Bei ​Hertha BSC möchte man etwas Großes aufbauen, so viel ist klar. Auch wenn man in der aktuellen Saison aufpassen muss, nicht tief in den Abstiegskampf zu geraten, sollen über die nächsten paar Jahre Titel und internationale Wettbewerbe anvisiert werden, wie Trainer Jürgen Klinsmann nun verriet - all das mit der Hilfe des neuen Investors.


In Berlin will man in neuen Dimensionen denken. Wenn es nach Trainer Jürgen Klinsmann geht, dann bereits in den kommenden Jahren. Im Fan-Chat von Facebook seitens der Hertha verriet der 55-Jährige, wie er die zukünftige Entwicklung sehen, und welche Ziele sich der Verein setzen würde (via Bild): "Spannende Frage!

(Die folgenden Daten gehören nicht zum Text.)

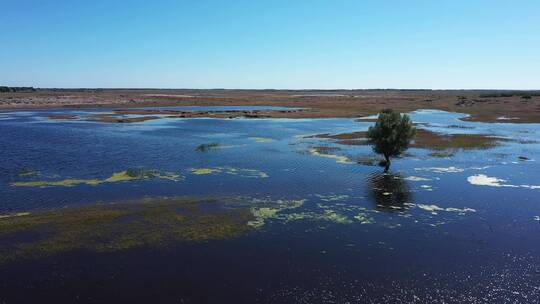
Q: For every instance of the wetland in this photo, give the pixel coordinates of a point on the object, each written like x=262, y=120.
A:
x=167, y=204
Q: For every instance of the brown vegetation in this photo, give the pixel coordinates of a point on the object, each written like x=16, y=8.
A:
x=482, y=105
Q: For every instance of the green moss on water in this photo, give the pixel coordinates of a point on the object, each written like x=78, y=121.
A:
x=113, y=227
x=122, y=176
x=206, y=147
x=242, y=172
x=261, y=139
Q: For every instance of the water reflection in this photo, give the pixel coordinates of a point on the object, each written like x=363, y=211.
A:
x=388, y=191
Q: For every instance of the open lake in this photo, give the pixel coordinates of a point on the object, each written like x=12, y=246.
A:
x=243, y=210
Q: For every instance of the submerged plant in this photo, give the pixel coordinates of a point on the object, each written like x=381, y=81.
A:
x=206, y=147
x=113, y=227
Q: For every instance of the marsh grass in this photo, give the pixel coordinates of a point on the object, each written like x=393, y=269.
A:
x=207, y=147
x=113, y=227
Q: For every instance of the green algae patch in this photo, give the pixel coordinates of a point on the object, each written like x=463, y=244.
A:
x=447, y=142
x=114, y=227
x=242, y=172
x=261, y=139
x=202, y=171
x=317, y=151
x=122, y=176
x=207, y=147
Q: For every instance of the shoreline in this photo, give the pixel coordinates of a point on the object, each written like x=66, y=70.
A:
x=481, y=106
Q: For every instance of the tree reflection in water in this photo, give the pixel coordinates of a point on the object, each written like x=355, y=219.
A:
x=388, y=191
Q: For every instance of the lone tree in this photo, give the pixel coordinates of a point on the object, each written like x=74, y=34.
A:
x=391, y=134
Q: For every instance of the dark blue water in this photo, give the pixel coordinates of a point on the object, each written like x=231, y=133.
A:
x=459, y=229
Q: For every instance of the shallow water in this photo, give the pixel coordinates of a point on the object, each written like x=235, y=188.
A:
x=325, y=228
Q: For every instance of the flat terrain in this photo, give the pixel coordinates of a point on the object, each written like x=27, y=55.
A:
x=500, y=106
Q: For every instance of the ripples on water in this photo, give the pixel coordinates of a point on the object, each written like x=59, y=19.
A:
x=421, y=233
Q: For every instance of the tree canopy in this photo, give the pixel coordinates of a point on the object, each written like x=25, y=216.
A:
x=391, y=134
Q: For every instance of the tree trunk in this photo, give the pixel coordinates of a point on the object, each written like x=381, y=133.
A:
x=387, y=164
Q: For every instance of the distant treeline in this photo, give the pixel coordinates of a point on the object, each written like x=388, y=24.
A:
x=511, y=94
x=17, y=89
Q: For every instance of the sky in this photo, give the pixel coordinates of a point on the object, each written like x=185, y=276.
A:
x=289, y=44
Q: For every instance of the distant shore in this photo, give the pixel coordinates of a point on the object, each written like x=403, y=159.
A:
x=482, y=105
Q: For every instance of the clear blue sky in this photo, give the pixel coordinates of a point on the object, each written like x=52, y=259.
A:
x=271, y=44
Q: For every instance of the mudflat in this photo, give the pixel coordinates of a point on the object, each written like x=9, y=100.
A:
x=482, y=105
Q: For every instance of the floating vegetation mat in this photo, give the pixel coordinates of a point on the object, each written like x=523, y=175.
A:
x=252, y=173
x=113, y=227
x=127, y=175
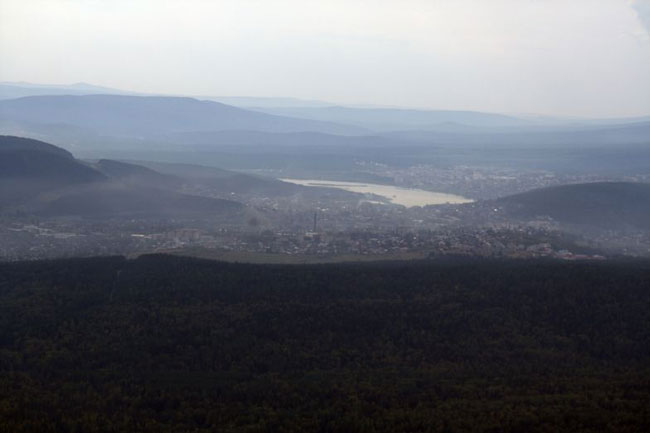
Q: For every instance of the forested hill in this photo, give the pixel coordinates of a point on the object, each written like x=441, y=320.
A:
x=168, y=344
x=611, y=205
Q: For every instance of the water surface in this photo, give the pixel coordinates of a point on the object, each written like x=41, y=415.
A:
x=405, y=196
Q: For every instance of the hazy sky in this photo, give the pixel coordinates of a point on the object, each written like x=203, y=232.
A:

Ich sehe Hertha in den nächsten drei bis fünf Jahren auf jeden Fall europäisch, da wollen wir also oben mitreden und mitspielen!"


Klinsmann will mit der Hertha nach Europa und um Titel spielen


Gewagte Aussagen für einen Coach, der erst seit wenigen Wochen in der sportlichen Verantwortung steht, und das bei einem Verein, der in der aktuellen Saison damit beschäftigt ist, nicht allzu sehr in den Abstiegskampf zu geraten. "Diese Saison ist das Wichtigste aus dem Abstiegsbereich zu kommen", stellte Klinsmann zwar klar - dennoch wolle man demnächst "angreifen in Richtung Europa". Immerhin sei dies eine "klare Zielvorgabe" innerhalb des Hauptstadt-Vereins. 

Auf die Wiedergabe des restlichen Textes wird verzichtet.